Day 12 – The Global Business and Management Education Workshop

January 20th, 2010 by under Uncategorized. No Comments.

Today we attended the Global Business and Education Workshop at Chulalongkorn Business School. Dean Anandalingam and Dean Annop Tanlamai were both present, representing the R.H. Smith school of Business and Chulalongkorn Business School, respectively. Interestingly enough, our very own Dean Anand previously studied energy efficiency in engineering at Chula University; and so, to a rooted extent, the pact for a better world via business by the two universities has long since been forged.

The program commenced with an immediate passion that thrived off of the interactive, informational setting. Dean Anand explained the importance of Global Connectivity and the value of having an innate sense of responsibility toward corporate responsibility. “Ethics,” he remarked, “is not only complying with the law. . . one must be accountable in the free market.” This ideology has only recently been so ardently embraced by the population. I can remember debates from BMGT Freshman Fellows courses about what was deemed truly ethical; now, the curtain is being unveiled on the steadfast believers that think business is solely a profit portal that somehow ethically floats above the social value magnet the rest of us gravitate toward. One day, businesses will not survive unless they are socially responsible. Until then, how do we integrate the power for social change into our curriculum? The essential building blocks for success include faculty, staff, students and RESOURCES. To earn global citizenship, one must be ethical and able to embrace diversity; in the form of race, religion, socio-economic background, etc.. Also supporting these notions is Robert Waters, the Associate Vice President of UMD, who led the room on the informational background of the U.S., particularly in terms of diversity. As I watched Dean Anand, Robert Waters and Dean Annop Tanlamai in the front row, the melding of brown, black and golden tan seemed just the combination to legitimize the subject.  By implementing the Center for Social Value Creation, the Smith school is providing an environment where innovation meets ethics. It is becoming more important to the world, and therefore to business world as well (how often we forget), for businesses to take into account the people and the environment. To take care of ourselves and our habitat has re-emerged as the first priority. Interesting that it had fallen behind to begin with, isn’t it?

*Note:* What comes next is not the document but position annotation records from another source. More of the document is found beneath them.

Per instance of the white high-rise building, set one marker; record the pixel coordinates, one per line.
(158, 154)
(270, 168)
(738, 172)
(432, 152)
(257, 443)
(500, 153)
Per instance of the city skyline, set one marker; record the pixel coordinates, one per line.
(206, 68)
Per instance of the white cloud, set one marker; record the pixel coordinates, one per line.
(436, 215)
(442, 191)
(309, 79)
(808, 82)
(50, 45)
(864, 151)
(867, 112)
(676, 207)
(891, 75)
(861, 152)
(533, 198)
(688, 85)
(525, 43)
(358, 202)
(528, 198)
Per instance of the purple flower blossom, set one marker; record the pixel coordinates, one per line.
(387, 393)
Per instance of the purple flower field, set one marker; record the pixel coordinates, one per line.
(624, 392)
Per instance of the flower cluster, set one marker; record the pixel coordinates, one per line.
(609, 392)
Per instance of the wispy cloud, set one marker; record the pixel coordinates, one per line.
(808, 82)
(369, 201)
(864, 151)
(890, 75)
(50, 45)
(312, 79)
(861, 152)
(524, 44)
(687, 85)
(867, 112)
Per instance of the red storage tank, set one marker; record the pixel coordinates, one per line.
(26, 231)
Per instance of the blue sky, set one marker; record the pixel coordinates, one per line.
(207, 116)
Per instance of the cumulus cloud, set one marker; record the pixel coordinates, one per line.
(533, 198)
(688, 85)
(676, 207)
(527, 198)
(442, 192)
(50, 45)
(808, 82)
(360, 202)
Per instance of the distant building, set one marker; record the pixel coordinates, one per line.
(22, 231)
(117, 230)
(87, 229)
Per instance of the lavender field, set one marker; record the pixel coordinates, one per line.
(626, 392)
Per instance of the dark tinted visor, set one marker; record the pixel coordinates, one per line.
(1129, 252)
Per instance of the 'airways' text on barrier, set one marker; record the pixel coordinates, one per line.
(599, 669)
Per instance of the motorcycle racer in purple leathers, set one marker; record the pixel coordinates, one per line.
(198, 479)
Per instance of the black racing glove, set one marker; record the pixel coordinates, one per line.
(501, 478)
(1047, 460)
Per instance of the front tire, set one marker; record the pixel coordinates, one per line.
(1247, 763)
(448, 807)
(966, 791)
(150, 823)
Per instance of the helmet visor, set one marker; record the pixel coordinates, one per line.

Mr. Joseph Chavapas expanded upon the ways in which we can develop socially responsible business leaders. As the entrepreneurial professor for Chula, and a Harvard graduate, Mr. Chavapas shared his concern for the subject’s stereotype as one that is strictly driven by monetary reasons. “Business for profit must become business for society, for the people,” he remarked. Using Nobel Peace Prize winner Muhammad Yunus, the Bangladesh banker and economist as an example, Mr. Chavapas illustrated the difference between a donor and a social entrepreneur. Muhammed Yunus is the founder of Grameen Bank, a bank that loans money to entrepreneurs too poor to qualify for traditional bank loans. The entrepreneurs here are people like street vendors who sell homemade noodles or hand crafted goods, or offer shoe shining services or massages. The loans are used to fund these businesses, but they are also used for other not-so-obvious things. Sometimes used to pay for the installation of solar lights for these families, the loans ultimately create jobs for engineers; allow for more time in the day to work or read; and also fund green energy. This concept of small loans is called “microcredit” and has been loaned out to over 7 million people, bringing tenfold that amount out of poverty. A Nobel Peace Prize, well deserved.

The platform for the cross-cultural student discussion took both the Thai and American students for a few unexpected turns and a lot of laughing. The Thai students from Chula made a presentation on the differences between the two cultures, especially in business. When the aspect of American attitude came through in points about seemingly accepted public displays of anger, high levels of conflict, etc., the room was enthralled to the point of overlapping chatter and excitement. Of course, the realization that our extroverted ways were being reinforced that very moment made for a shared laugh amongst the room. The conversation touched a wide array of areas as we discussed conflict and conflict avoidance, as well as the repercussions of each; the meaning and preference of eye contact; the acceptance or rejection of PDA (public displays of affection); the affects of the current U.S. market and what it means to hold higher degrees. While Americans converse in a very passionate way, utilizing words, tone and facial expression in their delivery, Thai people tend to be more reserved and much less readable. Both sides were eager to learn more about one another’s habits, but alas, lunch time intervened. Regardless of the brief time spent with the Thai students, I believe we have gained an invaluable kind of insight to the global world of business.

 I personally could not have asked for a more momentous way to end my studies and travels than with Dean Annop Tanlamai and the Chulalongkorn Thai students. The perspectives shared and the goals formed have solidified this trip abroad as an indispensable experience.

 I am grateful to our foreign hosts for gifting us with the power of knowledge; because at the end of any day, that is all one can ask for. The rest, we have learned, is in our hands.